Epoxi is an extended mission that utilizes the already "in flight" Deep Impact spacecraft to explore distinct celestial targets of opportunity. The name Epoxi itself is a combination of the names for the two extended mission components: the extrasolar planet observations, called Extrasolar Planet Observations and Characterization (EPOCh), and the flyby of comet Hartley 2, called the Deep Impact Extended Investigation (DIXI). Note - while the mission name has been changed to EPOXI the spacecraft will continue to be referred to as "Deep Impact."
In early 2008 the Epoxi science team used the spacecraft's large telescope to observe five nearby stars with "transiting extrasolar planets," so named because the planet transits, or passes in front of, its star.
The spacecraft will then be put into "hibernation" only to be woken up in the fall of 2010 when it arrives in the vicinity of comet Hartley 2. On Nov. 4, 2010 Epoxi will conduct an extended flyby of Hartley 2 using all three of the spacecraft's instruments (two telescopes with digital color cameras and an infrared spectrometer.

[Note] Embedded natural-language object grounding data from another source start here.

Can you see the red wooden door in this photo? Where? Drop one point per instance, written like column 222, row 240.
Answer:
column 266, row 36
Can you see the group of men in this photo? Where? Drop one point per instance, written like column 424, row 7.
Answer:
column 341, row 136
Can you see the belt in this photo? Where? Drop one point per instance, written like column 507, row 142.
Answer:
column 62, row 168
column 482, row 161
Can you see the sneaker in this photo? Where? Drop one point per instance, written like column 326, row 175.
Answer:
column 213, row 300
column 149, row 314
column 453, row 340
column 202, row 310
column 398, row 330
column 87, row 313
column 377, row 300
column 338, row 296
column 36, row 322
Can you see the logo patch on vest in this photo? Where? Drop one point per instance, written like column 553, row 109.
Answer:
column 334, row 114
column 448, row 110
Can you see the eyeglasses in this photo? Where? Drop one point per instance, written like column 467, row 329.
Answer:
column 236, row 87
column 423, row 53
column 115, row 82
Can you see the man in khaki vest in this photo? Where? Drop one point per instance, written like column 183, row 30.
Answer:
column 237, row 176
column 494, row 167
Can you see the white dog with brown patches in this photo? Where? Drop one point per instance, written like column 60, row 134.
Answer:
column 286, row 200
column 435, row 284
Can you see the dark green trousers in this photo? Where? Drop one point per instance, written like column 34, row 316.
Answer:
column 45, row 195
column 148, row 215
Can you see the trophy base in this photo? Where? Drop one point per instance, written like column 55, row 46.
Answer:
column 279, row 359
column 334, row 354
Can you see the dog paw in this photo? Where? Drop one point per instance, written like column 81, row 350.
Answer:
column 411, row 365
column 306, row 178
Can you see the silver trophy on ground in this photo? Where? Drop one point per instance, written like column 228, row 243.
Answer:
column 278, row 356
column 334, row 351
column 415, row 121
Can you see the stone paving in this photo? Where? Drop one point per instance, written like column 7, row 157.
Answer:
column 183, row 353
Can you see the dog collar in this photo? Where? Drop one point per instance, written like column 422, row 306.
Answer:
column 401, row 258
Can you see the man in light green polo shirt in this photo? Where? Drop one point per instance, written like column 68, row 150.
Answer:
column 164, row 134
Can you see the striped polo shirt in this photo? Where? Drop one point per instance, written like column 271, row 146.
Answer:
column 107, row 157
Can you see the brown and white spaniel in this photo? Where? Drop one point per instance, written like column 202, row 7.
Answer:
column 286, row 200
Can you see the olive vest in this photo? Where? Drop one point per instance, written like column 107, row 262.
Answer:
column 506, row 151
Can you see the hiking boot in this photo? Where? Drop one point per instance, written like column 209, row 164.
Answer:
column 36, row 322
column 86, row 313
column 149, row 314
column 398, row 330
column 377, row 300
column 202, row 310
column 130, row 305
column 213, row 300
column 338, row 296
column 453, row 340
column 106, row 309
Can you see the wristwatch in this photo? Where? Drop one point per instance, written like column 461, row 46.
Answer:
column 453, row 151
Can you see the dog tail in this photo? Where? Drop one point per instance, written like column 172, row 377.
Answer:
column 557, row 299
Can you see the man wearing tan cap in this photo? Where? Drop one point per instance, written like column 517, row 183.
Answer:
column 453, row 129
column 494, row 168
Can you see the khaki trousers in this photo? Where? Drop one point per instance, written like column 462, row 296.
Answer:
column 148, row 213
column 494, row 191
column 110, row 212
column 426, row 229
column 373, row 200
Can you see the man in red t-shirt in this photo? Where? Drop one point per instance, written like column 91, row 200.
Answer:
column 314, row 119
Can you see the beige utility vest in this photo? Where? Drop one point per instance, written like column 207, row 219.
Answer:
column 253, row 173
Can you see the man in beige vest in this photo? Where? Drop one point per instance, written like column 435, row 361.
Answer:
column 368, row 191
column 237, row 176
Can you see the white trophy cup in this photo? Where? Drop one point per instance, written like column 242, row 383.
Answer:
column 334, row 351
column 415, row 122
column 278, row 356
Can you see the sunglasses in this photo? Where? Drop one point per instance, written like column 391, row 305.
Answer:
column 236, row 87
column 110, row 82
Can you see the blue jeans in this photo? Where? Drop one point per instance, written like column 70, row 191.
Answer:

NASA's Jet Propulsion Laboratory, Pasadena, Calif., manages EPOXI for NASA's Science Mission Directorate, Washington. The University of Maryland, College Park, is home to the mission's principal investigator, Michael A'Hearn. Drake Demming of NASA's Goddard Space Flight Center, Greenbelt, Maryland, is the science lead for the mission's extrasolar planet observations. The spacecraft was built for NASA by Ball Aerospace & Technologies Corp., Boulder, Colo.